導電性高分子層13の主成分となる材料は、上述した役割を果たすものであれば特に限定されないが、例えば、ポリアニリン、PEDOT:PSS(ポリ(3,4-エチレンジオキシチオフェン):ポリ(4-スチレンスルホン酸))等が挙げられている。
(有機デバイス用電極100の製造方法)
次に、本実施形態に係る有機デバイス用電極100の製造方法について、説明する。図2は、有機デバイス用電極100の製造方法の一例を示すフローチャートである。

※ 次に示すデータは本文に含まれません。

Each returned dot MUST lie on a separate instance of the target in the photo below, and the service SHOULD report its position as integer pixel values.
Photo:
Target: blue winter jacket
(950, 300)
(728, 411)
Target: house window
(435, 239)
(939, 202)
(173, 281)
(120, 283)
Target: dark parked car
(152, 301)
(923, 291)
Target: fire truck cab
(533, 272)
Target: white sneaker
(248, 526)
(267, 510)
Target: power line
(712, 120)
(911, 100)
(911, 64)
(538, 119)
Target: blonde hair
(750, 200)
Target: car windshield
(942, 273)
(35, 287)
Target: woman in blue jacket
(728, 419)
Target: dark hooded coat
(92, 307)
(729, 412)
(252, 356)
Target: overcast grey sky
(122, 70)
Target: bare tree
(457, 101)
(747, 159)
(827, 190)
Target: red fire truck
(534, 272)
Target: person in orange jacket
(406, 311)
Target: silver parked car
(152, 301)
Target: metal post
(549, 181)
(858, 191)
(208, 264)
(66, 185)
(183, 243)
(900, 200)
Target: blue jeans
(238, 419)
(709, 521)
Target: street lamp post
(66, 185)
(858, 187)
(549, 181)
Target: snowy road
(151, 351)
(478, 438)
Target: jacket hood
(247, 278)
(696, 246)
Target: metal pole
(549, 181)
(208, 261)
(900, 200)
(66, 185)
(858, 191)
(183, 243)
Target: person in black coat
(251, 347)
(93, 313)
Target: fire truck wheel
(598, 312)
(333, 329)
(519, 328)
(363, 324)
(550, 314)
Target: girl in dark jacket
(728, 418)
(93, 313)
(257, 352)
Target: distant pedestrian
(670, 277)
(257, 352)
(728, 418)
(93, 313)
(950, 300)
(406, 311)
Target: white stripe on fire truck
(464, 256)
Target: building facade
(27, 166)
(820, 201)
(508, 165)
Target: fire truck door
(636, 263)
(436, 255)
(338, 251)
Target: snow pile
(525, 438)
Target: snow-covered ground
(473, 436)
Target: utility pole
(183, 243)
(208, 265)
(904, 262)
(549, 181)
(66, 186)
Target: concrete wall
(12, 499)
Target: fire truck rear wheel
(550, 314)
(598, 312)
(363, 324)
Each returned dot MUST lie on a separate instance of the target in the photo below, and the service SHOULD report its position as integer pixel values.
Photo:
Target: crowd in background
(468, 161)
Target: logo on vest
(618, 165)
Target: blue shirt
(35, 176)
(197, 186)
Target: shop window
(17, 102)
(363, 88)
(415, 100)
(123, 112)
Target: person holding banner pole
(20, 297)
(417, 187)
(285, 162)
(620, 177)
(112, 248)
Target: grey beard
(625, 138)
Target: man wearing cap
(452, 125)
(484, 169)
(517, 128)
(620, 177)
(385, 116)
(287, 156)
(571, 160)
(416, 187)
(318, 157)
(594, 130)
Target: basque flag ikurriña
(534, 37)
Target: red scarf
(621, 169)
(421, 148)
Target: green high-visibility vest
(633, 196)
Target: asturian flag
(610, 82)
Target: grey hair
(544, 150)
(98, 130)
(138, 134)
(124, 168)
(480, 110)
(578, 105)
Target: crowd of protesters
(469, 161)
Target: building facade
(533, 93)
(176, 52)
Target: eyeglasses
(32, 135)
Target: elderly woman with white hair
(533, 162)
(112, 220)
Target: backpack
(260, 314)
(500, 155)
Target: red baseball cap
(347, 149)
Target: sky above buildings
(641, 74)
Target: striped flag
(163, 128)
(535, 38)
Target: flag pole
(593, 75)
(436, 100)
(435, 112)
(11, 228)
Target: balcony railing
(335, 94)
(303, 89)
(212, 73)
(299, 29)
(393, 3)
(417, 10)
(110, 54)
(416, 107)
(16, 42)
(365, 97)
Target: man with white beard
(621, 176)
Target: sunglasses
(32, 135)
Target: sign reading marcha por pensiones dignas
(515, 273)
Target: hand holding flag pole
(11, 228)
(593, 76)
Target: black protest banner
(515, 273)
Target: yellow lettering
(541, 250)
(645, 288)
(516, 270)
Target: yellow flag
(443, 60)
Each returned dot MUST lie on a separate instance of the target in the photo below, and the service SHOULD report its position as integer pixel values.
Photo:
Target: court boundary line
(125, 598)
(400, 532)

図2に示されるように、基板上に金属層11を形成する金属層形成工程S11と、金属層11上にチオール化合物層12を形成するチオール化合物層形成工程S21と、チオール化合物層12上に導電性高分子層13を形成する導電性高分子層形成工程S31と、を含んでいる。有機デバイス用電極100の製造方法では、金属層形成工程S11、チオール化合物層形成工程S21、導電性高分子層形成工程S31の順に行われる。なお、有機デバイス用電極100の製造方法には、金属層形成工程S11、チオール化合物層形成工程S21、及び導電性高分子層形成工程S31以外の工程が含まれていてもよい。

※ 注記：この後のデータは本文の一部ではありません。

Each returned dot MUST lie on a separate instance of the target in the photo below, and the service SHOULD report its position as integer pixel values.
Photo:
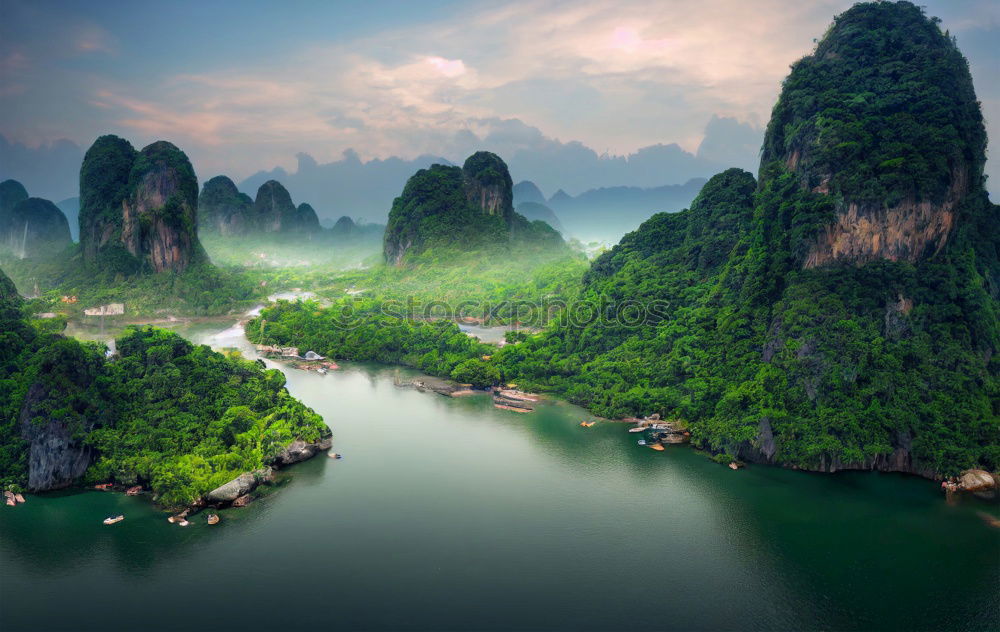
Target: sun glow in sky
(246, 86)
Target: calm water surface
(449, 514)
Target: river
(450, 514)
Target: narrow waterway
(449, 514)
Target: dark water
(449, 514)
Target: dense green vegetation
(222, 208)
(885, 108)
(201, 290)
(179, 418)
(710, 316)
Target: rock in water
(223, 209)
(534, 211)
(138, 211)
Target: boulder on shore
(240, 486)
(298, 450)
(977, 481)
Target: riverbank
(495, 509)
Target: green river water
(448, 514)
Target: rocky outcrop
(104, 176)
(445, 206)
(273, 210)
(867, 231)
(11, 193)
(138, 211)
(488, 185)
(299, 450)
(240, 486)
(57, 457)
(223, 209)
(527, 191)
(237, 491)
(35, 227)
(889, 127)
(306, 221)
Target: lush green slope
(162, 412)
(459, 209)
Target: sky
(245, 86)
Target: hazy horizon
(252, 87)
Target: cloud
(616, 76)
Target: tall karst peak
(138, 210)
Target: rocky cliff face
(527, 191)
(223, 209)
(159, 219)
(895, 137)
(55, 459)
(36, 228)
(534, 211)
(138, 211)
(863, 232)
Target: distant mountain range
(602, 196)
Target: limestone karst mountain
(138, 210)
(462, 208)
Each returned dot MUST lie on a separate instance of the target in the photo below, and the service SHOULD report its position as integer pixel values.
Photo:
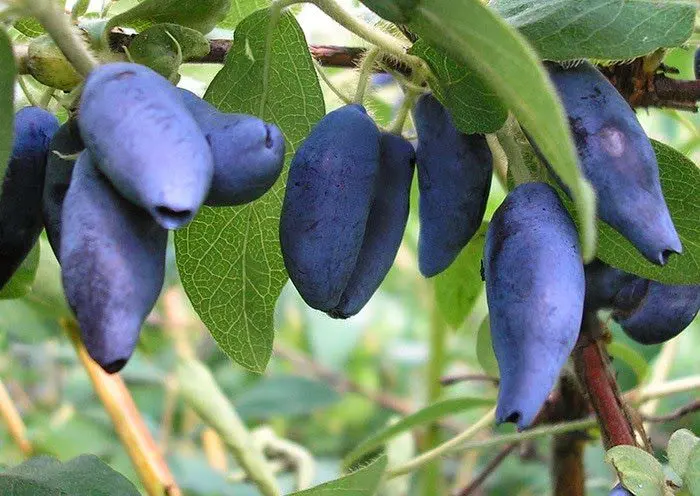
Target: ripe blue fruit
(619, 490)
(142, 137)
(648, 311)
(617, 158)
(113, 264)
(535, 289)
(248, 153)
(454, 179)
(20, 201)
(59, 170)
(385, 225)
(330, 190)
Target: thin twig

金属層形成工程S11は、例えば基板上に金属層11を成膜することによって行われ得る。金属層11の形成方法には、特に限定されないが、例えば、抵抗加熱式真空蒸着法若しくは電子ビーム式真空蒸着法などの真空蒸着法、スパッタリング法、MOCVD(Metal Organic Chemical Vapor Deposition)法、MBE(Molecular Beam Epitaxy)法、インクジェット法、またはスクリーン印刷法等を用いることができる。また、金属層11をパターニングする場合、パターニング方法として、例えば、フォトプロセスを用いたエッチング法、リフトオフ法、またはメタルマスクを用いて堆積させる方法等の既存の方法を用いることができる。

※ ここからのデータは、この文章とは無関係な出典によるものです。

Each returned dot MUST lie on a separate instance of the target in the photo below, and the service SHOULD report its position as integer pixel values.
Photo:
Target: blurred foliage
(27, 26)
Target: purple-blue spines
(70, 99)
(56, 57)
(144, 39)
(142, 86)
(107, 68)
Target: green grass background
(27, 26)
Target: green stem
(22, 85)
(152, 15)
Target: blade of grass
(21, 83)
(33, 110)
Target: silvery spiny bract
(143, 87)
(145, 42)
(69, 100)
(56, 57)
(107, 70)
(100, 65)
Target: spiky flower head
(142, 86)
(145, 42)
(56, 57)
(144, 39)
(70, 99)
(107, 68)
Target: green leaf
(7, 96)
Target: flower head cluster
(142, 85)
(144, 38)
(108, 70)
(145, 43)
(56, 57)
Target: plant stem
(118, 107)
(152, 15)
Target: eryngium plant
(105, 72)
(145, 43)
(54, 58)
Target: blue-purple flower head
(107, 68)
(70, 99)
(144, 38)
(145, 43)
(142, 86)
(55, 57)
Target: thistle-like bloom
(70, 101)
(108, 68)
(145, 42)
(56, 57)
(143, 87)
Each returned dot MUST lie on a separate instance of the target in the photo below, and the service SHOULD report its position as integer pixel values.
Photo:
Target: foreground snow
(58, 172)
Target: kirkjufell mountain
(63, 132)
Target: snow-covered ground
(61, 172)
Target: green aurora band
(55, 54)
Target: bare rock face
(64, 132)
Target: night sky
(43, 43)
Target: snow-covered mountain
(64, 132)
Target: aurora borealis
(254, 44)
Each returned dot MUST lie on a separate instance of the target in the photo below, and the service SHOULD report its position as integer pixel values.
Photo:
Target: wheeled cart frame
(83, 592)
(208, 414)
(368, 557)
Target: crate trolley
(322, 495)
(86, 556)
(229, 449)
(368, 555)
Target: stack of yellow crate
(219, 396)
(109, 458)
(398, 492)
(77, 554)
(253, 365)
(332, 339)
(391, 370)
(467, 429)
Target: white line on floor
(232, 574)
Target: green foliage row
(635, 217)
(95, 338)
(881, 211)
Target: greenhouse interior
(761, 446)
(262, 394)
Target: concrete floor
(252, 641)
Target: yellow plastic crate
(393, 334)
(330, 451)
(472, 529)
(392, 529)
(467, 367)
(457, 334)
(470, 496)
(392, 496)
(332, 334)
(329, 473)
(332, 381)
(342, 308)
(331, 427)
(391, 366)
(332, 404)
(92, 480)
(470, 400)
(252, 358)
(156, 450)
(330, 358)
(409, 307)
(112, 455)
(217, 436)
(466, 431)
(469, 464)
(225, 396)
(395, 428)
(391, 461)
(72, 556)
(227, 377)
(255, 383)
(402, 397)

チオール化合物層形成工程S21は、例えば、金属層11上にチオール化合物分子からなる自己組織化単分子膜を形成することによって行われ得る。チオール化合物層12の形成方法には、特に限定されないが、例えば、チオール化合物分子の蒸気を金属層11の表面上に曝すことによって成膜する気相法、または、チオール化合物分子を有機溶媒などの溶媒中に溶解させたチオール化合物溶液を作製し、この溶液に金属層11の表面をディップ法やスピンコート法等によって曝す液相法等を用いることができる。
気相法によってチオール化合物層12を作製する場合、反応時間は、特に限定されないが、チオール化合物分子の種類やチオール化合物分子の量によって適宜設定し得、例えば、1秒以上1000分以下とすることができる。また、反応系の温度は、例えば0℃以上400℃以下とすることができるが、反応中に温度を変更してもよい。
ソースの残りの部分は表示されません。